A clinical rule (sex, contralateral occlusion, age, and restenosis) to select patients for stenting versus carotid endarterectomy: systematic review of observational studies with validation in randomized trials.
Touzé E., Trinquart L., Felgueiras R., Rerkasem K., Bonati LH., Meliksetyan G., Ringleb PA., Mas J-L., Brown MM., Rothwell PM., Carotid Stenting Trialists’ Collaboration None.

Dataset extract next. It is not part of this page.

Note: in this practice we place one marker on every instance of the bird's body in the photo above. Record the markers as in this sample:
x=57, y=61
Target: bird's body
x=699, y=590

BACKGROUND AND PURPOSE: Compared with carotid endarterectomy (CEA), carotid angioplasty and stenting (CAS) is associated with a higher risk of procedural stroke or death especially in patients with symptomatic stenosis. However, after the perioperative period, risk is similar with both treatments, suggesting that CAS could be an acceptable option in selected patients. METHODS: We performed systematic reviews of observational studies of procedural risks of CEA or CAS and extracted data on 9 predefined risk factors (age, contralateral carotid occlusion, coronary artery disease, diabetes mellitus, sex, hypertension, peripheral artery disease, and type and side of stenosis). We calculated pooled relative risks of procedural stroke or death. Factors with differential effects on risk of CAS versus CEA were identified by interaction tests and used to derive a rule. The rule was tested using individual patient data from randomized trials of CAS versus CEA from the Carotid Stenting Trialists' Collaboration (CSTC). RESULTS: We identified 170 studies. The effects of sex, contralateral occlusion, age, and restenosis (SCAR) on the procedural risk of stroke or death differed. Patients with contralateral occlusion or restenosis and women<75 years were at relatively low risk for CAS (SCAR negative), with all others being high risk (SCAR positive). Among the 3049 patients in the CSTC validation, 694 (23%) patients were SCAR negative. The pooled RR of procedural stroke and death with CAS versus CEA was 0.93 (0.49-1.77; P=0.83) in SCAR-negative and 2.41 (1.68-3.45; P<0.0001) in SCAR-positive patients (P [interaction]=0.05). CONCLUSIONS: The SCAR rule is potentially useful to identify patients in whom CAS has a similar risk of perioperative stroke or death to CEA.